We are taken by car back to the hotel for the main event, where a more traditional Western wedding dress is worn. The photograph at the start of this blog shows the stage at the front of the banqueting hall, and behind it Martin & Linh in their English home taken during the year of the pandemic when only half a dozen people were allowed to attend events like funerals, births and weddings. At the current event there are about 300 people, thirty tables each seating ten guests. All Linh's parents’ colleagues and friends and family from down through the ages have been invited to attend. Nine courses, all carefully selected, are served by an army of attentive waiters. It is a truly splendid feast.





In the hotel lobby on the last day we talk to Martin and Linh about the future. She speaks of the NHS and how difficult it is for her to do the job she really wants to do, that caring and healing role that is so evidently shared by all the members of her family. Her father had told me that he is a plastic surgeon which seemed to me significant in a country so torn by past conflict and yet he did not dwell on that. I mention ideals to Linh and how sometimes we have to compromise. I scrabble around somewhat desperately to find examples and yet in truth the evidence is all around me - her country and a people that has striven to rebuild after a most brutal war and which has succeeded in surviving and thriving. 

 

Our taxi arrives to take us to the airport. I am not sad like Coleridge's wedding guest but I am a little wiser. 

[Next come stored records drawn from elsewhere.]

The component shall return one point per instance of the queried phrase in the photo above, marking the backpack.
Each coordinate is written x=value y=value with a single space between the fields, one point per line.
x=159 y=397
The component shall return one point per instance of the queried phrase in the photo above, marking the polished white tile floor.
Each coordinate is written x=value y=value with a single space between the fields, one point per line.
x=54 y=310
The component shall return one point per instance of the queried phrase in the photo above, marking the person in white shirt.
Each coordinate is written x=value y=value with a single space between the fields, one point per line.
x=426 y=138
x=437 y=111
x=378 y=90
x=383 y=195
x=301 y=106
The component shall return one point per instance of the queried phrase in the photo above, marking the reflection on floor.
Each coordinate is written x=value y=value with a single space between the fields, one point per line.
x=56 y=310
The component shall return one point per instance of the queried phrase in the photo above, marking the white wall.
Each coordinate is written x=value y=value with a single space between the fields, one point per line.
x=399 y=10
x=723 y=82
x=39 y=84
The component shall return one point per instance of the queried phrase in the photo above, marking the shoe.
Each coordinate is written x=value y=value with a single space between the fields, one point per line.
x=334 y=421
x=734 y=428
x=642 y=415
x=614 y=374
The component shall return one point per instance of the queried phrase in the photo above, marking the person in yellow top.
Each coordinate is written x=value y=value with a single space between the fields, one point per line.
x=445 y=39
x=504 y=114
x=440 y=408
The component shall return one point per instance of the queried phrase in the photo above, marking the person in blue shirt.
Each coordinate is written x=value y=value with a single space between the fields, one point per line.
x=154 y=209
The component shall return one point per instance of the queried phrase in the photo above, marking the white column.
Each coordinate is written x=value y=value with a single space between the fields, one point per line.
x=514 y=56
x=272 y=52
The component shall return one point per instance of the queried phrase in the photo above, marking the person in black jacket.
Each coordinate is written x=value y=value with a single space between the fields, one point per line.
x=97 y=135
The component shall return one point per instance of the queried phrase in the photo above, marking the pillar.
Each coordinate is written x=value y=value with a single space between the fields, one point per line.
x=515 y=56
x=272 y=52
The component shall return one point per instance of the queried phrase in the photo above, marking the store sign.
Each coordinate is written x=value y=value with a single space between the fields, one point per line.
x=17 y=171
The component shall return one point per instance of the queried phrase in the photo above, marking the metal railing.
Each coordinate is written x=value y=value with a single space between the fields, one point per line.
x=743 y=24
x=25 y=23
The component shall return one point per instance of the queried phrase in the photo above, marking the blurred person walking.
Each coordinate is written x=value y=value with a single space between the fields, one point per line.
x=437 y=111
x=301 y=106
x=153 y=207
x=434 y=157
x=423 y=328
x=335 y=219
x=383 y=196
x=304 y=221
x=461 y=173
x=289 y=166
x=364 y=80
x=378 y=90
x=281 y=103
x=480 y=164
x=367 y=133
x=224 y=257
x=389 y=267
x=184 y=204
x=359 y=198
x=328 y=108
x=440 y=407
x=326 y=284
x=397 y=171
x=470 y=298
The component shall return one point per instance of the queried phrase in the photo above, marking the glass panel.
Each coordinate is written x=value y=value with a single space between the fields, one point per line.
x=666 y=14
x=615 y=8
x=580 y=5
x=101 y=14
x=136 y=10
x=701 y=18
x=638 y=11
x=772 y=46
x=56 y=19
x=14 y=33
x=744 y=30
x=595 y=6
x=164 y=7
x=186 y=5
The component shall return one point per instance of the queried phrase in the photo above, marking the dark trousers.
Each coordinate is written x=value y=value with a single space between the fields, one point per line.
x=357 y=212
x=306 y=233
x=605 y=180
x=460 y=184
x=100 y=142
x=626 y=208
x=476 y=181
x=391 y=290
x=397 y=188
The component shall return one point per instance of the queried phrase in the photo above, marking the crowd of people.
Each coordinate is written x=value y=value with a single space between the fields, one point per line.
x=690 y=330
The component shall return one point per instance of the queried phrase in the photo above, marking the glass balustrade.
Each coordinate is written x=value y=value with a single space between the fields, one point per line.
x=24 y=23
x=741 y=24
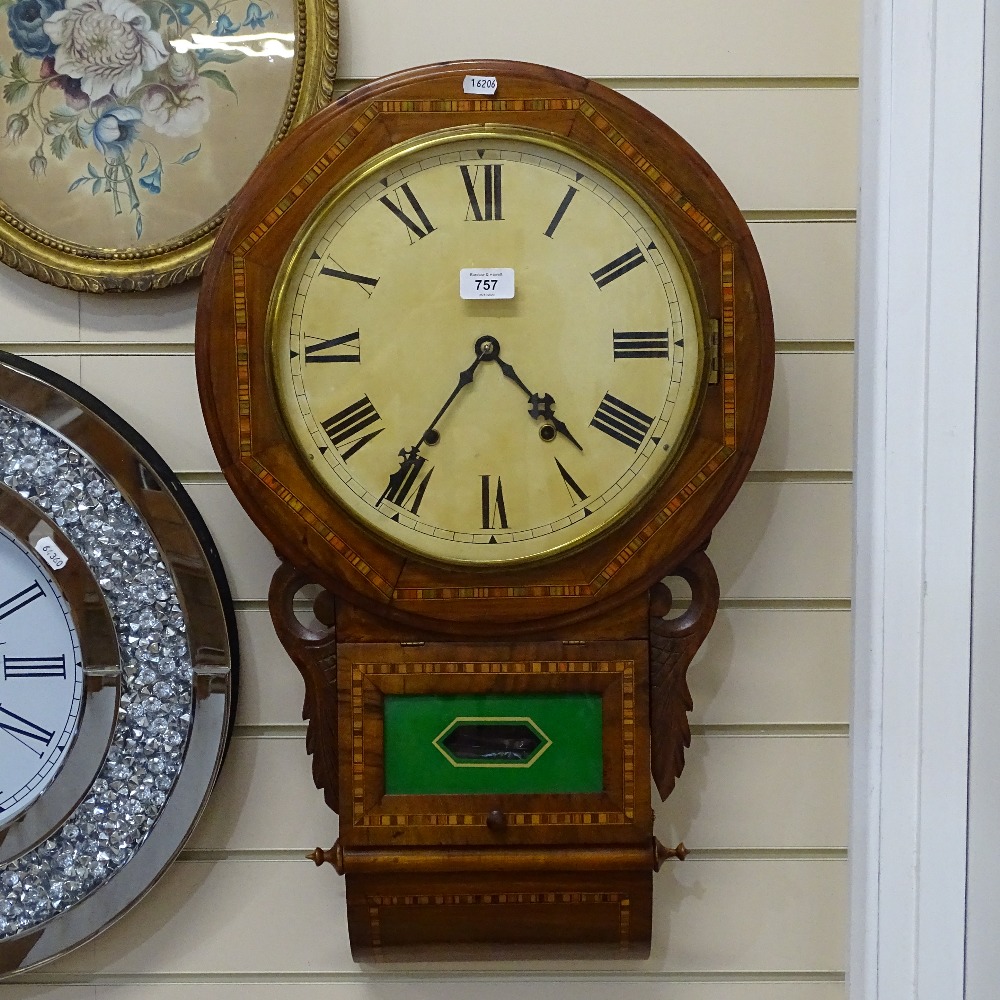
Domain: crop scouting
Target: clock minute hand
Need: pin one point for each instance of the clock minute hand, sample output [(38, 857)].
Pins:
[(541, 405), (412, 460)]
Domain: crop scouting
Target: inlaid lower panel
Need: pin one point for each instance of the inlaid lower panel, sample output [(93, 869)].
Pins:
[(551, 736), (500, 915), (488, 743)]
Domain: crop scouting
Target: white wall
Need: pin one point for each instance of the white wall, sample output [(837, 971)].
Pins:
[(768, 93)]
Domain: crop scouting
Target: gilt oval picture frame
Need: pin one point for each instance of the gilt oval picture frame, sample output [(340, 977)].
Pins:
[(127, 126)]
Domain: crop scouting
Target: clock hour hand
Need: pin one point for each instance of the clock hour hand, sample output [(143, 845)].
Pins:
[(411, 459), (541, 407)]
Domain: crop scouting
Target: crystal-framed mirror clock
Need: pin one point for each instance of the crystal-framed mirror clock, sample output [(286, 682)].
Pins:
[(120, 662)]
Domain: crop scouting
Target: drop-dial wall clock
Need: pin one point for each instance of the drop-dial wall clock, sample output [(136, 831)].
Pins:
[(117, 665), (486, 366)]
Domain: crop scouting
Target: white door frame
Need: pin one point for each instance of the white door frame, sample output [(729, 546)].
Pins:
[(919, 223)]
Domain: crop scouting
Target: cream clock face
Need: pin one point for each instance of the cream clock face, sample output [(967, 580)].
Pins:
[(486, 348), (41, 684)]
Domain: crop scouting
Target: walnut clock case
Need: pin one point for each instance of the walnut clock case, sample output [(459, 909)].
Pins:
[(485, 367), (118, 665)]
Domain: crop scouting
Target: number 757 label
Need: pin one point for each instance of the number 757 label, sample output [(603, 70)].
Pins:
[(486, 283)]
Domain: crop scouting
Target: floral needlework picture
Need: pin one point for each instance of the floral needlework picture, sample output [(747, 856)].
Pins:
[(128, 123)]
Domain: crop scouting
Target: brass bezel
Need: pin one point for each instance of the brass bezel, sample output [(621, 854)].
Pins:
[(378, 164)]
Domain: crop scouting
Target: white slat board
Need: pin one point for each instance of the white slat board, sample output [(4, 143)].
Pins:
[(758, 912)]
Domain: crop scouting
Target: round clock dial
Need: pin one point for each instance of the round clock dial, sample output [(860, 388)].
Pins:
[(40, 689), (486, 347)]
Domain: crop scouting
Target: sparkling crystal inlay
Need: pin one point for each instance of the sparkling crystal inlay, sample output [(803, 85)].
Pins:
[(151, 733)]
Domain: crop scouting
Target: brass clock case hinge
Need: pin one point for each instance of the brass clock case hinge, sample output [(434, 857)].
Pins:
[(713, 352)]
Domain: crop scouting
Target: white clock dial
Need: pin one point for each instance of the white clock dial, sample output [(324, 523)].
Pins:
[(513, 412), (42, 679)]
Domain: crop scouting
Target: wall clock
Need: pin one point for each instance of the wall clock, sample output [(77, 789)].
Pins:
[(486, 351), (118, 653)]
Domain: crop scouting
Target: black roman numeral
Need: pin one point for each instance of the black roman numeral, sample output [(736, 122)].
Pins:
[(494, 509), (21, 727), (34, 666), (420, 227), (489, 208), (571, 485), (560, 211), (409, 478), (640, 344), (345, 428), (623, 422), (619, 266), (20, 599), (346, 348), (363, 282)]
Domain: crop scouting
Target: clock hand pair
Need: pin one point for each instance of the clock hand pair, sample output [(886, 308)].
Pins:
[(541, 406), (401, 480)]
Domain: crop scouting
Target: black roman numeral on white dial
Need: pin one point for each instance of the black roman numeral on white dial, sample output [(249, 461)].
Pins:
[(640, 344), (21, 599), (22, 730), (483, 186), (336, 349), (42, 677), (494, 508), (416, 228), (614, 269), (34, 666), (621, 421), (352, 428)]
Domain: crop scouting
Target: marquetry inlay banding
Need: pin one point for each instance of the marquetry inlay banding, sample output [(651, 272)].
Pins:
[(363, 675)]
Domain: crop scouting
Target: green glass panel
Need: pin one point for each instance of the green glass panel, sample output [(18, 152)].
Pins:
[(431, 744)]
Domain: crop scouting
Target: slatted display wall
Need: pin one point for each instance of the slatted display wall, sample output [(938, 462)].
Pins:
[(767, 92)]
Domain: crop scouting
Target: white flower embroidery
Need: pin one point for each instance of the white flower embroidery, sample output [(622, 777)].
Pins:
[(176, 111), (105, 44)]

          Fresh lychees in our hotel room, a gift of friendship


References:


War Remnants Museum by Vo Anh Tuan


On Earth We're Briefly Gorgeous by Ocean Vuong


The Rime of the Ancient Mariner by Samuel Taylor Coleridge


Comments

Sandra Horn said…
Thank you, Peter, for this fascinating glimpse into Vietnam and the highlights of your visit. It made me want to get on the next plane out there!
Griselda Heppel said…
What an amazing trip and how lovely that you had the contrast of a relaxing cruise along the coast with the bustle of Ho Chi Minh city. I looked it up to check that it was Saigon, where my diplomat parents were posted a long time ago, before I was born and before the Vietnam war. My mother was effectively confined to Saigon because of the French Indo China war and she always regretted not being able to see more of Vietnam (my father did, as part of his job).

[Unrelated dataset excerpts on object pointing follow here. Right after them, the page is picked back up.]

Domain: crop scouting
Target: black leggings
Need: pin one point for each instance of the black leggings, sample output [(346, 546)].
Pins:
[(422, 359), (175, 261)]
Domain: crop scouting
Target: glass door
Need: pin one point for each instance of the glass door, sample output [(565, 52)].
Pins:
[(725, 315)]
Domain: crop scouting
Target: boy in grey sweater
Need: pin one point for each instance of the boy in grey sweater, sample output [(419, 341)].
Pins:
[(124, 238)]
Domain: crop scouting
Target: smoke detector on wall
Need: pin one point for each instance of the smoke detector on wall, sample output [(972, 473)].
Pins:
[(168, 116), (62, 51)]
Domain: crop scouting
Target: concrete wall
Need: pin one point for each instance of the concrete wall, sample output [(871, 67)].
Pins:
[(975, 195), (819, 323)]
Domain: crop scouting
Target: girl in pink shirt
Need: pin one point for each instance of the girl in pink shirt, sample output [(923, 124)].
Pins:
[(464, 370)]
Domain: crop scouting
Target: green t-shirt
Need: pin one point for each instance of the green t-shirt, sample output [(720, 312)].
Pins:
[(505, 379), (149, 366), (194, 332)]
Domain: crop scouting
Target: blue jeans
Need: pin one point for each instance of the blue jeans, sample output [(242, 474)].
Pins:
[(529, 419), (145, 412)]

The wedding sounds wonderful and I'm particularly jealous of the MENU. Vietnamese food is delicious. I hope you retired a fuller as well as wiser man.
Peter Leyland said…
Thanks for those nice comments. My sister read it Sandra and was pleased with how I'd told the story of the visit. She said that Linh has lots of photos which she will sort through and send. Mine were taken on the hoof and I almost called the blog 'I am a camera...' after another well-known writer.

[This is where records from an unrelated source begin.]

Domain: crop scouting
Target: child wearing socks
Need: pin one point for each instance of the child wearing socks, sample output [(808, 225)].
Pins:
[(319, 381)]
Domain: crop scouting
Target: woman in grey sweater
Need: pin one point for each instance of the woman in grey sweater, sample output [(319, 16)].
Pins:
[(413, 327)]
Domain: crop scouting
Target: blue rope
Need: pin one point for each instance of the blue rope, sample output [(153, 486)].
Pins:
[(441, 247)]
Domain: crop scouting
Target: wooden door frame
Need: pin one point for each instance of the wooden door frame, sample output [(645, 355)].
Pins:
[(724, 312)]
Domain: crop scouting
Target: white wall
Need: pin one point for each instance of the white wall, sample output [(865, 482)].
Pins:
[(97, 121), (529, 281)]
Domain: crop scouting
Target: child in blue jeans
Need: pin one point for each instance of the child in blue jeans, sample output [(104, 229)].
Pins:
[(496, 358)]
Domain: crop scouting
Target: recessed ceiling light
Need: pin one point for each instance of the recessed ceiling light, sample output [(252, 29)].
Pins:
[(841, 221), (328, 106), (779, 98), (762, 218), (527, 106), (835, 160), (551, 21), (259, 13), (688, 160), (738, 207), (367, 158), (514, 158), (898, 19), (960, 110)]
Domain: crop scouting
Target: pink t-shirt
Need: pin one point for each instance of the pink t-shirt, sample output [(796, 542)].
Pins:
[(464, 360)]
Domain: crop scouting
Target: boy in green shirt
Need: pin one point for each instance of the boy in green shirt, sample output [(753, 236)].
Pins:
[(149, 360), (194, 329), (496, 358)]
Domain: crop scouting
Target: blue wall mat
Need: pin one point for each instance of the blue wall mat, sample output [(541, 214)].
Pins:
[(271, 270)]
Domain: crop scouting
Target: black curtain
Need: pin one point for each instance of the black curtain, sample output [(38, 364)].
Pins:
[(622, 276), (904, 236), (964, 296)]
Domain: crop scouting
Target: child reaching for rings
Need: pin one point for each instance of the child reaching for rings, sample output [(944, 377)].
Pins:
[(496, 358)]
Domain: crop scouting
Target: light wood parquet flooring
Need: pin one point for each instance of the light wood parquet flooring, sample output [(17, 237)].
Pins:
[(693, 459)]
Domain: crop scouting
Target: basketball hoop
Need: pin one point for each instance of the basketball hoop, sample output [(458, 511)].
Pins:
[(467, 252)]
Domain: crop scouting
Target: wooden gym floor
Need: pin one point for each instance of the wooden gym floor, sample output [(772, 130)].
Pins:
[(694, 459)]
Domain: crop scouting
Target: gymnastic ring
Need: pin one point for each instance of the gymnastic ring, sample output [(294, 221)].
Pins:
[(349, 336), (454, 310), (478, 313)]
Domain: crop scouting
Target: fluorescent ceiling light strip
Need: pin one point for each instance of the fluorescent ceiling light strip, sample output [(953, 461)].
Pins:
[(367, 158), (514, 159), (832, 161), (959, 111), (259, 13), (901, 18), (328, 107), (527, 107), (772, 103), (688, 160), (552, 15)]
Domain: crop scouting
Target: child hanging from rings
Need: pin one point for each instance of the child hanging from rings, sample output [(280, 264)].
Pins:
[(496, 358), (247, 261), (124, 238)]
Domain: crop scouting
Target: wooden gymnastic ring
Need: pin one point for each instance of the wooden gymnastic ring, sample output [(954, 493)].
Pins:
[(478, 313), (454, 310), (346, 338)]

It was fascinating to hear of your parents experiences there Griselda. I think The Quiet American, a Graham Greene novel, is excellent about the French-Colonial time. For me there is always a book. The food, well to be honest, we were given so much I hardly needed to eat for a week after getting back home. l am now looking forward to the pancake rolls!!
Umberto Tosi said…
What a great adventure. Thanks for sharing these experiences, book-worthy for their luscious imagery and keen insights into the lives of your gracious hosts.
Peter Leyland said…
Thanks for your generous comments Umberto which I really appreciated.